Bilan

L'euro passe la barre de 1,10 franc

La devise helvétique n'avait pas connu un tel niveau depuis bientôt huit mois.

A 12H35 GMT, le franc suisse continue de lâcher du lest, se traitant à 1,1028 contre un euro.

Crédits: Keystone

Le franc suisse cède du terrain face à l'euro vendredi, la devise helvétique franchissant la barre des 1,10 face à la monnaie unique, soit un niveau qu'elle n'avait pas connu depuis bientôt huit mois.

A 12H35 GMT, le franc suisse continue de lâcher du lest, se traitant à 1,1028 contre un euro.

Selon Andreas Ruhlmann, analyste de marché chez IG (Suisse), deux facteurs expliquent ce mouvement.

D'un côté, les pays de la zone euro donnent des signes de reprise encourageants tant au niveau des prêts bancaires, en expansion, que du chômage et des exportations, constate-t-il dans un commentaire boursier.

"De surcroît, l'euro entretient une relation inverse au risque, ce qui signifie que l'euro est acheté quand des actifs risqués sont vendus, et vice-versa", a-t-il argumenté.

De l'autre, le franc était resté relativement stable durant les récentes secousses sur les marchés financiers. Or il semble que le statut de valeur refuge ne justifie plus les coûts élevés nécessaires pour détenir des francs suisses, a-t-il fait valoir.

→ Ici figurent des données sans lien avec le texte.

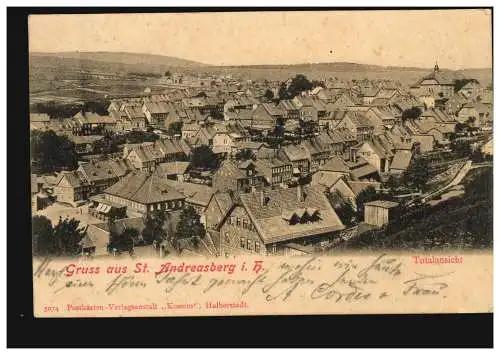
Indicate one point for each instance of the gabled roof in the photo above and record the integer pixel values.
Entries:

Le franc suisse a été sous forte pression depuis le changement de cap dans la politique monétaire de la Banque nationale suisse (BNS), intervenu mi-janvier.

Face aux secousses sur les marchés monétaires en fin d'année, elle avait été contrainte d'abandonner le "taux plancher", qui fixait la parité minimum à 1,20 franc suisse contre 1 euro.

Pour ne pas perdre le contrôle de son bilan, la BNS s'était résignée à abandonner cet instrument, qui supposait potentiellement d'intervenir sur les marchés pour maintenir ce cours.

Mais elle avait parallèlement imposé des taux négatifs sur les dépôts de certains investisseurs auprès d'elle, ce qui a eu pour effet de renchérir le coût des placements en francs suisses, l'objectif étant de décourager les investisseurs de se retrancher derrière sa devise.

Détenir de l'argent en franc suisse est désormais devenu trop cher pour des sociétés telles que les fonds de pension ou les compagnies d'assurance, a ajouté Andreas Ruhlmann qui s'attend à ce que le fléchissement du franc suisse se poursuive si la reprise dans la zone euro se maintient et si la BNS maintient ses taux à des niveaux bas.

"Voir un taux de change à 1,20 d'ici le début ou mi-2016 n'est désormais plus irréaliste", a-t-il jugé.

La BNS doit rendre sa décision trimestrielle de politique monétaire jeudi prochain. 

La force du franc suisse est un véritable casse-tête pour les entreprises exportatrices suisses qui ont vu leur coûts de production exploser, mais également pour des secteurs tels que le tourisme, la Suisse devenant une destination trop onéreuse pour de nombreux vacanciers européens.